‘8. Amongst these there may be some who have been continuously in arms against the government, and who have shewn inveterate opposition to the last, but who are free from the suspicion of having put to death or injured Europeans who fell in their way.

‘9. To these men their lives are guaranteed and their honour; that is, in native acceptation—they will neither be transported across sea, nor placed in prison.

‘10. Probably the most easy and effectual way of disposing of them, in the first instance, will be to require that they shall reside in Lucknow under surveillance and in charge of an officer appointed for that purpose.

‘11. Their ultimate condition and place of residence may remain to be determined hereafter, when the chief-commissioner shall be able to report fully to the governor-general upon the individual character and past conduct of each.

‘12. There will be others who, although they have taken up arms against the government, have done so less heartily, and upon whom, for other causes, the chief-commissioner may not see reason to put restraint. These, after surrendering their arms, might be allowed to go to their homes, with such security for their peaceable conduct as the chief-commissioner may think proper to require.

‘13. One obvious security will be that of making it clearly understood by them, that the amount of favour which they shall hereafter receive, and the condition in which they shall be re-established, will be in part dependent upon their conduct after dismissal.

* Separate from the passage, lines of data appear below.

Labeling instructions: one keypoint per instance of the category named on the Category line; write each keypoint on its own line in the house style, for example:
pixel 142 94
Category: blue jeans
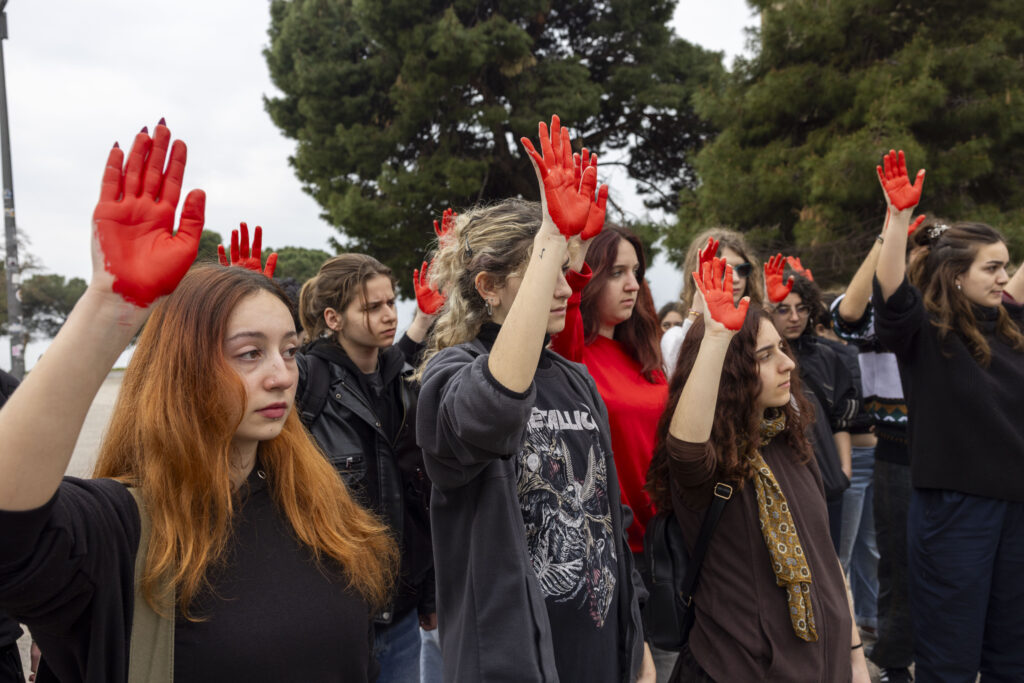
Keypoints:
pixel 431 670
pixel 397 649
pixel 858 553
pixel 894 648
pixel 967 597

‘14. The permission to return to their homes must not be considered as a reinstatement of them in the possession of their lands, for the deliberate disposal of which the government will preserve itself unfettered.

‘15. There will probably be a third class, less compromised by acts of past hostility to the government, in whom the chief-commissioner may see reason to repose enough of confidence to justify their services being at once enlisted on the side of order, towards the maintenance of which in their respective districts they might be called upon to organise a temporary police.

‘16. The foregoing remarks apply to the thalookdars and chiefs of the province. As regards their followers who may make submission with them, these, from their numbers, must of necessity be dismissed to their homes. But before this is done, their names and places of residence should be registered, and they should receive a warning that any disturbance of the peace or resistance of authority which may occur in their neighbourhood, will be visited, not upon the individual offenders alone, but by heavy fines upon the villages.

‘17. I am to observe that the governor-general wishes the chief-commissioner to consider what has been above written as suggestions rather than instructions, and as indicating generally the spirit in which his lordship desires that the proclamation should be followed up, without tying down the action of the chief-commissioner in matters which may have to be judged under circumstances which cannot be foreseen.